Blueprints
Blueprints are a set of computation paths that a dataset passes through before producing predictions from data. A blueprint can be trained on a dataset to generate a model.
To modify blueprints using Python, reference the Blueprint Workshop documentation.
The following code block summarizes the interactions available for blueprints.

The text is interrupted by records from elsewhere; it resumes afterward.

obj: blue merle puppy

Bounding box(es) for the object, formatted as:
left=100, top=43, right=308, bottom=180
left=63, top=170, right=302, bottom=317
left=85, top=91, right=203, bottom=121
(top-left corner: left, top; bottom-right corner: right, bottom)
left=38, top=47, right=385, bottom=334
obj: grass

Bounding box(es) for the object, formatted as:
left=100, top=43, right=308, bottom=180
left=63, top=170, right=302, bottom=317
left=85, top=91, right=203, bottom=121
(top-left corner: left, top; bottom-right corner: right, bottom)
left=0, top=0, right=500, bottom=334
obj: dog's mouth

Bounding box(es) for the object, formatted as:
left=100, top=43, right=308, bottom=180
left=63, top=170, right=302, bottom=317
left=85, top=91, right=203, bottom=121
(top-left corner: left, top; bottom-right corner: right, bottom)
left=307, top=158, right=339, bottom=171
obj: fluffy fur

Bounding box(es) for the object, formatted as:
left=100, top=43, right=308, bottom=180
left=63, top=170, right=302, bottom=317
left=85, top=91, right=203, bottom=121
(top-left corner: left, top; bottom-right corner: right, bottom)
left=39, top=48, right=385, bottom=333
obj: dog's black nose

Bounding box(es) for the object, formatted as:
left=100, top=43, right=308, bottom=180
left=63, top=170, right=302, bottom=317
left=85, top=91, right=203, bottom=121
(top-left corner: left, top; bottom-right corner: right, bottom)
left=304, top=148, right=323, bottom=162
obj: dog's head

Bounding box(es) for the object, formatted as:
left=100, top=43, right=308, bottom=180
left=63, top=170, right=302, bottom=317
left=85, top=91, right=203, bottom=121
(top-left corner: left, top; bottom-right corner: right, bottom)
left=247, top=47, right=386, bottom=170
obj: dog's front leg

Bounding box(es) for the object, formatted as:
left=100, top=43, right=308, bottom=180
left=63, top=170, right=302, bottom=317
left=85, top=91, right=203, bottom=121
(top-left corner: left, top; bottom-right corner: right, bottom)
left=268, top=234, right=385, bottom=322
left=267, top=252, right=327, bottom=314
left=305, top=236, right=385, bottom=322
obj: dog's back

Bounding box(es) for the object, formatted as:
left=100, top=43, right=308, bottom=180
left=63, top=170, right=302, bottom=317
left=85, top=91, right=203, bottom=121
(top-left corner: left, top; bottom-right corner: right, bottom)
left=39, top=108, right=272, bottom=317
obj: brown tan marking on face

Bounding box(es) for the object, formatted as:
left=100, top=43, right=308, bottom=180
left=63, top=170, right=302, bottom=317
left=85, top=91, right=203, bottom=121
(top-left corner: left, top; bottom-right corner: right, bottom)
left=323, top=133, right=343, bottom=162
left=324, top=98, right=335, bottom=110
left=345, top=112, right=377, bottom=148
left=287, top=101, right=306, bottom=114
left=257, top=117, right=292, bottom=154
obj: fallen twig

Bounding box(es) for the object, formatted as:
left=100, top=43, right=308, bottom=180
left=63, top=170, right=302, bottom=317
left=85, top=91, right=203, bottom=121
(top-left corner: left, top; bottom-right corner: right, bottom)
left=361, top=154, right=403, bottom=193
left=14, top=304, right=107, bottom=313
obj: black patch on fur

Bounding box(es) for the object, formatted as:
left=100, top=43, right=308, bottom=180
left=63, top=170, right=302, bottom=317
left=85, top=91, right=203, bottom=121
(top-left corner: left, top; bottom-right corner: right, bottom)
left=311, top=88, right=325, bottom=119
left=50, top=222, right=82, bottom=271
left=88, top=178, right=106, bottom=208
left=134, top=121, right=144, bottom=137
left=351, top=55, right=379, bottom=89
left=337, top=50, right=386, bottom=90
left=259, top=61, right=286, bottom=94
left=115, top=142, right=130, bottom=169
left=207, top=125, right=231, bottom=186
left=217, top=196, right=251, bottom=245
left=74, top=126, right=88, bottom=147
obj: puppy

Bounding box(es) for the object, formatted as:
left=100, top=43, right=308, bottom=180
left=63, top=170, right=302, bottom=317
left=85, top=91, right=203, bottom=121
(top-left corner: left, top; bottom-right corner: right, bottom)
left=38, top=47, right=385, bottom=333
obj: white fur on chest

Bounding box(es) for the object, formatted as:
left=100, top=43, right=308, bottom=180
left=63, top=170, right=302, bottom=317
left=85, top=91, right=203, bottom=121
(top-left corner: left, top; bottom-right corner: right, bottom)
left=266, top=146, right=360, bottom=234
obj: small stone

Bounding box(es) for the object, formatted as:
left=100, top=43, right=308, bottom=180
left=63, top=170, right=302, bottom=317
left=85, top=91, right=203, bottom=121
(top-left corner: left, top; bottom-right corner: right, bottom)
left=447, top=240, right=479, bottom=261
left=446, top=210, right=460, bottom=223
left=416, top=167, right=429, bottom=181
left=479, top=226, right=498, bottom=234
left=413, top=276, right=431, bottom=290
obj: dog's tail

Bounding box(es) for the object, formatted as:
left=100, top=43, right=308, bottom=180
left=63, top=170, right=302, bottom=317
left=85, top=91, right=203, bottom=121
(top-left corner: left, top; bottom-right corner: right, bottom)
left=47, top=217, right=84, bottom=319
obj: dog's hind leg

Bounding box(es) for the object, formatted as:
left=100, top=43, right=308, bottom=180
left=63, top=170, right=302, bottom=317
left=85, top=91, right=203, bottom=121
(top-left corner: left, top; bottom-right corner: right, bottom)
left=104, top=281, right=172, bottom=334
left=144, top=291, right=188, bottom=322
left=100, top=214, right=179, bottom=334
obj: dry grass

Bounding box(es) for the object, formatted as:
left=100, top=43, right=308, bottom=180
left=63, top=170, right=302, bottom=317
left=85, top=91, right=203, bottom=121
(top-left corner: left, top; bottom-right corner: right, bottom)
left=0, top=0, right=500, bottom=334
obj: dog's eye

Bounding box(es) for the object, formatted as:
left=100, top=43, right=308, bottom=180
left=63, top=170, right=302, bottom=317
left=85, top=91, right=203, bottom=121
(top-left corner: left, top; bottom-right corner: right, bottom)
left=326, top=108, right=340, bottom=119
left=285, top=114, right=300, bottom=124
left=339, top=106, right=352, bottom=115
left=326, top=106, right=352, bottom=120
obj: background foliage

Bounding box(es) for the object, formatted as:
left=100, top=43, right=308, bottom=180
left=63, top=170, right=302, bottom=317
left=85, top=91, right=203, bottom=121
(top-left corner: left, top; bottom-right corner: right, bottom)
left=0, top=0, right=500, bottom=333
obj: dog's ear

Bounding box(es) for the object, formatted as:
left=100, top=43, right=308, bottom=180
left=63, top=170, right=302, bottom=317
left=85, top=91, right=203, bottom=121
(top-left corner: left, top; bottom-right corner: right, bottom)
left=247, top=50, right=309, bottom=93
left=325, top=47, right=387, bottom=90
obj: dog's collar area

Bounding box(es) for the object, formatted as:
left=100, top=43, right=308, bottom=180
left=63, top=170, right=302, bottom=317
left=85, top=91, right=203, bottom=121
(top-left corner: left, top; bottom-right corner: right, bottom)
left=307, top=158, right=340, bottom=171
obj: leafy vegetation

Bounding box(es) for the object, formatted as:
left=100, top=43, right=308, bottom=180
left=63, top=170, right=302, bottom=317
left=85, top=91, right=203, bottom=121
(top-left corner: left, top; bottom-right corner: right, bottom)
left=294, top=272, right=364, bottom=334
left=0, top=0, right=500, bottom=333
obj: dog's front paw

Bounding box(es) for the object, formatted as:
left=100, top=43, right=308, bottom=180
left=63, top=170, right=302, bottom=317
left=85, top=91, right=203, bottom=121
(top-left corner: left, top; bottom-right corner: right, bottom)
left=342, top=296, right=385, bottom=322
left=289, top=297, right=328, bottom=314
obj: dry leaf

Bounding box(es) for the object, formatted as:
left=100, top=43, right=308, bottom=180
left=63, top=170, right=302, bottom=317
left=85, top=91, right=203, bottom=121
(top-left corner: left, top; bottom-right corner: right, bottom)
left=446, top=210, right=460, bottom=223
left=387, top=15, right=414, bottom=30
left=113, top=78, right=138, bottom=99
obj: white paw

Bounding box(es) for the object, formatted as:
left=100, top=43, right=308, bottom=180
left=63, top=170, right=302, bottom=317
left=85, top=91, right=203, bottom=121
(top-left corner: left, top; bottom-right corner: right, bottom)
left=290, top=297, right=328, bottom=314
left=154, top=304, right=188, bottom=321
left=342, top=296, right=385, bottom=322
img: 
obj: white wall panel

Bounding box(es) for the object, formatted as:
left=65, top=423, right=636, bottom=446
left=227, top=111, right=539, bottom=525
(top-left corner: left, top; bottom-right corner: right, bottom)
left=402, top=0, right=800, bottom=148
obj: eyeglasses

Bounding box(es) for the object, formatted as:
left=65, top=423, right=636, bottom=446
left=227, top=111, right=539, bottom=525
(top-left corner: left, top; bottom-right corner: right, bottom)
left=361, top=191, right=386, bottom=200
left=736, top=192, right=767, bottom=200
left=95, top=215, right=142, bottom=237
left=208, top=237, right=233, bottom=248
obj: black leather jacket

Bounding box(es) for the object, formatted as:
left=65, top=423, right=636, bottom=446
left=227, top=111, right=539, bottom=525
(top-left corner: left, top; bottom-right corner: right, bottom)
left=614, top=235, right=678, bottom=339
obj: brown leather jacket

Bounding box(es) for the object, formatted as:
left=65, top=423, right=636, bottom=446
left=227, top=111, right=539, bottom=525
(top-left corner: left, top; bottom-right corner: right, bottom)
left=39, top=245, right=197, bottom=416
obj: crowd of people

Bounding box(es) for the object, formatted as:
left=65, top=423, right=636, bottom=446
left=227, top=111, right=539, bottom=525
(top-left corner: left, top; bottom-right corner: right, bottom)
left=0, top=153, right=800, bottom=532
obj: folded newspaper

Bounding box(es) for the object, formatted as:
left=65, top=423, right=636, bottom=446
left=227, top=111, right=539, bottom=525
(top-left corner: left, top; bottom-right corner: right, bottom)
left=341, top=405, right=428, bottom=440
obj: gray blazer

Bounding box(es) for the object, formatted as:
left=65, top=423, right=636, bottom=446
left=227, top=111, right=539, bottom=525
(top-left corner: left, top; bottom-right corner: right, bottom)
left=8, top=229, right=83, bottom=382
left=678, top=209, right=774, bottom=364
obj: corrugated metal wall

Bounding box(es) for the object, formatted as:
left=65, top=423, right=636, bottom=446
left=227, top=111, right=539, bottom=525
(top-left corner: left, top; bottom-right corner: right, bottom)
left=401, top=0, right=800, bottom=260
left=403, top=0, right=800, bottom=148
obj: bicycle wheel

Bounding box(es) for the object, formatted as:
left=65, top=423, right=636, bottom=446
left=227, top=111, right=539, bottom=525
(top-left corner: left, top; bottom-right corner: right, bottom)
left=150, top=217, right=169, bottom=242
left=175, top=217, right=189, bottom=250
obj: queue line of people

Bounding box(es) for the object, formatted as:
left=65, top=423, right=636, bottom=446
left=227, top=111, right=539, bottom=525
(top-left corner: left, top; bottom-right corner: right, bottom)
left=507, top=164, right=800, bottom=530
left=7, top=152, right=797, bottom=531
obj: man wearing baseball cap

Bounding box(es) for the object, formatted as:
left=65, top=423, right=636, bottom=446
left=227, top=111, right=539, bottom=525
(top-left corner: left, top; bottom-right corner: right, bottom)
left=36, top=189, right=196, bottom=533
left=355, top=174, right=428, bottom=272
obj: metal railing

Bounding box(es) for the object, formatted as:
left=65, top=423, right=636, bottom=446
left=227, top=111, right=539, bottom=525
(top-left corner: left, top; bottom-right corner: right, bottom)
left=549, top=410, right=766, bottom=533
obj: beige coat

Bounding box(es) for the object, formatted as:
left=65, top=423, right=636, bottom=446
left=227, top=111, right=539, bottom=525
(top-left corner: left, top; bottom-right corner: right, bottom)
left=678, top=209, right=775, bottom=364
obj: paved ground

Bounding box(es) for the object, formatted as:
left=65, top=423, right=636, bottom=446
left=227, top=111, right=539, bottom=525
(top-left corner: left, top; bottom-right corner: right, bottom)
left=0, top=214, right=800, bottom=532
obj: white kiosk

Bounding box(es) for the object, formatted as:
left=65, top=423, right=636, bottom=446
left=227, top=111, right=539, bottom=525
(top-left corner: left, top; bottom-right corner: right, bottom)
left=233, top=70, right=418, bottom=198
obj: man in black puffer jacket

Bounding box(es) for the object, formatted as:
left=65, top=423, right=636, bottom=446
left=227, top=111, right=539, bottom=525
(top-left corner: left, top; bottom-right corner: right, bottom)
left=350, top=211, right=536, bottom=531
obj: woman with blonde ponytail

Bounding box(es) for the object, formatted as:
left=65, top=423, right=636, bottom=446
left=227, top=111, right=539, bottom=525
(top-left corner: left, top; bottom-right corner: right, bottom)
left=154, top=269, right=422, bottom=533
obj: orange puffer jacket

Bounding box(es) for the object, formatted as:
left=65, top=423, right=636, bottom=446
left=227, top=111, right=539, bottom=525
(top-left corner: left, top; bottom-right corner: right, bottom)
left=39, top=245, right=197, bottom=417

# Get the set of blueprints recommended by datarobot
import datarobot as dr
my_projects = dr.Project.list()
project = my_projects[0]
menu = project.get_blueprints()
first_blueprint = menu[0]
project.train(first_blueprint)
List blueprints
When you upload a file to a project and set a target, you receive a set of recommended blueprints that are appropriate for the task at hand.
Use get_blueprints
to get the list of blueprints recommended for a project:
project = dr.Project.get('5506fcd38bd88f5953219da0')
menu = project.get_blueprints()
blueprint = menu[0]
Get a blueprint
If you already have a blueprint_id
from a model you can retrieve the blueprint directly.
project_id = '5506fcd38bd88f5953219da0'
project = dr.Project.get(project_id)
models = project.get_models()
model = models[0]
blueprint = Blueprint.get(project_id, model.blueprint_id)
Get a blueprint chart
You can retrieve charts for all blueprints that are either from a blueprint menu or are already used in a model. You can also get a blueprint’s representation in Graphviz DOT format to render it into the format you need.
project_id = '5506fcd38bd88f5953219da0'
blueprint_id = '4321fcd38bd88f595321554223'
bp_chart = BlueprintChart.get(project_id, blueprint_id)
print(bp_chart.to_graphviz())
Get blueprint documentation
You can retrieve documentation for tasks used in a blueprint. The documentation contains information about
the task, its parameters, and links and references to additional sources. All documents are instances of the BlueprintTaskDocument
class.
project_id = '5506fcd38bd88f5953219da0'
blueprint_id = '4321fcd38bd88f595321554223'
bp = Blueprint.get(project_id, blueprint_id)
docs = bp.get_documents()
print(docs[0].task)
>>> Average Blend
print(docs[0].links[0]['url'])
>>> https://en.wikipedia.org/wiki/Ensemble_learning
Blueprint attributes
The Blueprint
class holds the data required to use the blueprint
for modeling. This includes the blueprint_id
and project_id
.
There are also two attributes that help distinguish blueprints: model_type
and processes
.
print(blueprint.id)
>>> u'8956e1aeecffa0fa6db2b84640fb3848'
print(blueprint.project_id)
>>> u5506fcd38bd88f5953219da0'
print(blueprint.model_type)
>>> Logistic Regression
print(blueprint.processes)
>>> [u'One-Hot Encoding',
u'Missing Values Imputed',
u'Standardize',
u'Logistic Regression']
Build a model from a blueprint
You can also use a blueprint to train a model. The model is trained on the associated project’s dataset by default.
Note that Project.train
is used for non-datetime partitioned projects.
Project.train_datetime
should be used for datetime partitioned
projects.
model_job_id = project.train(blueprint)
# For datetime partitioned projects
model_job = project.train_datetime(blueprint.id)
Both Project.train
and Project.train_datetime
will put a new modeling job into the queue. However, note that Project.train
returns the ID of the created
ModelJob, while Project.train_datetime
returns the ModelJob
object itself.
You can pass a ModelJob ID to wait_for_async_model_creation function,
which polls the async model creation status and returns the newly created model when it’s finished.